A estridente oposição do empresariado ao fim da desumana escala 6×1 e redução da jornada de trabalho sem redução de salários não constitui uma novidade na história do capitalismo e lembra a afirmação do pensador alemão Karl Marx de que a regulação da jornada de trabalho é fruto de uma luta multissecular entre trabalhadores e capitalistas.
No capítulo 8 do livro 1 de sua obra-prima, O capital, Marx aborda a história dessas batalhas na Inglaterra, quando a classe trabalhadora contou com o apoio de relevantes aliados, com destaque para os inspetores de fábrica, e também explorou a contradição entre a buruesia e a aristocracia no Parlamento.
Leia abaixo um pequeno trecho dessa abordagem:
“Os anos 1846-1847 marcaram época na história econômica da Inglaterra. Revogaram-se as leis dos cereais, aboliram-se as tarifas de importação de algodão e outras matérias primas, proclamou-se o livre-câmbio como estrela-guia da legislação! Em suma, foi a chegada do milênio.
Por outro lado, nesses mesmos anos o movimento cartista e a agitação pela Lei das 10 Horas atingiram seu auge. Eles encontraram aliados nos tories, ávidos por vingança. Apesar da resistência fanática do exército dos livre-cambistas perjuradores, liderados por Bright e Cobden, a Lei das 10 Horas, por tanto tempo almejada, foi aprovada pelo Parlamento.

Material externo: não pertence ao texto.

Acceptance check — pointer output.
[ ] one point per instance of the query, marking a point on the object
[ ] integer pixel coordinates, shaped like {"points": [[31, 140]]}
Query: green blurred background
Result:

A nova lei fabril de 8 de junho de 1847 determinou que, a partir de 1º de julho de 1847, haveria uma redução preliminar da jornada de trabalho dos “jovens” (de 13 a 18 anos) e de todas as trabalhadoras para 11 horas, e que, em 1º maio de 1848, entraria em vigor a limitação definitiva em 10 horas. De resto, a lei não era mais que uma emenda às leis de 1833 e 1844.
O capital deu início, então, a uma campanha prévia para impedir a plena aplicação da lei em 1º de maio de 1848. E caberia aos próprios trabalhadores, supostamente escaldados pela experiência, ajudar a destruir sua própria obra. O momento fora habilmente escolhido. Deve-se recordar que, em consequência da terrível crise de 1846-1847, abateu-se uma grande miséria entre os trabalhadores fabris, já que muitas fábricas passaram a operar apenas em tempo reduzido, muitas delas estando completamente paralisadas.
Um número considerável de trabalhadores encontrava-se, assim, na mais difícil situação, e muitos deles endividados. Por essa razão, podia-se presumir, com um certo grau de certeza, que eles prefeririam uma jornada de trabalho mais longa, pois assim poderiam se recuperar das perdas passadas, talvez saldar suas dívidas, resgatar seus móveis da casa de penhores, repor os bens vendidos ou adquirir novas roupas para si mesmos e para sua família. Os senhores fabricantes tentaram agravar o efeito natural dessas circunstâncias por meio de uma redução geral dos salários em 10%. Isso se deu, por assim dizer, para celebrar o advento da nova era do livre-câmbio. Seguiu-se, então, mais uma redução de 81/3%, assim que a jornada de trabalho foi reduzida para 11 horas, e do dobro, assim que foi definitivamente reduzida para 10 horas. Onde as circunstâncias o permitiram, houve uma redução salarial de, no mínimo, 25% (143).
Sob condições tão favoravelmente preparadas, teve início, entre os trabalhadores, o movimento pela revogação da lei de 1847. Mentira, suborno, ameaça: nenhum meio foi poupado para esse fim, porém tudo em vão. Quanto à meia dúzia de petições em que os trabalhadores foram obrigados a se queixar de “sua opressão pela lei”, os próprios peticionários atestaram, em interrogatório oral, que suas assinaturas haviam sido obtidas à força. “Eles eram oprimidos, mas por algum outro que não a lei fabril”, conforme um relatório dos inspetores fabris. Como os fabricantes não conseguiam fazer com que os trabalhadores falassem o que eles queriam, eles próprios passaram a gritar ainda mais alto, na imprensa e no Parlamento, em nome dos trabalhadores.
Denunciaram os inspetores de fábricas como uma espécie de comissários da Convençãox, que sacrificavam impiedosamente os desditosos trabalhadores a seus delírios de reforma do mundo. Também essa manobra fracassou. O inspetor de fábrica Leonard Horner colheu, pessoalmente e por meio de seus subinspetores, inúmeros depoimentos de testemunhas nas fábricas de Lancashire. Cerca de 70% dos trabalhadores ouvidos declararam-se pelas 10 horas, uma porcentagem muito menor pelas 11 horas e uma minoria absolutamente insignificante pelas velhas 12 horas. A campanha prévia do capital malogrou, e a Lei das 10 Horas entrou em vigor em 1º de maio de 1848.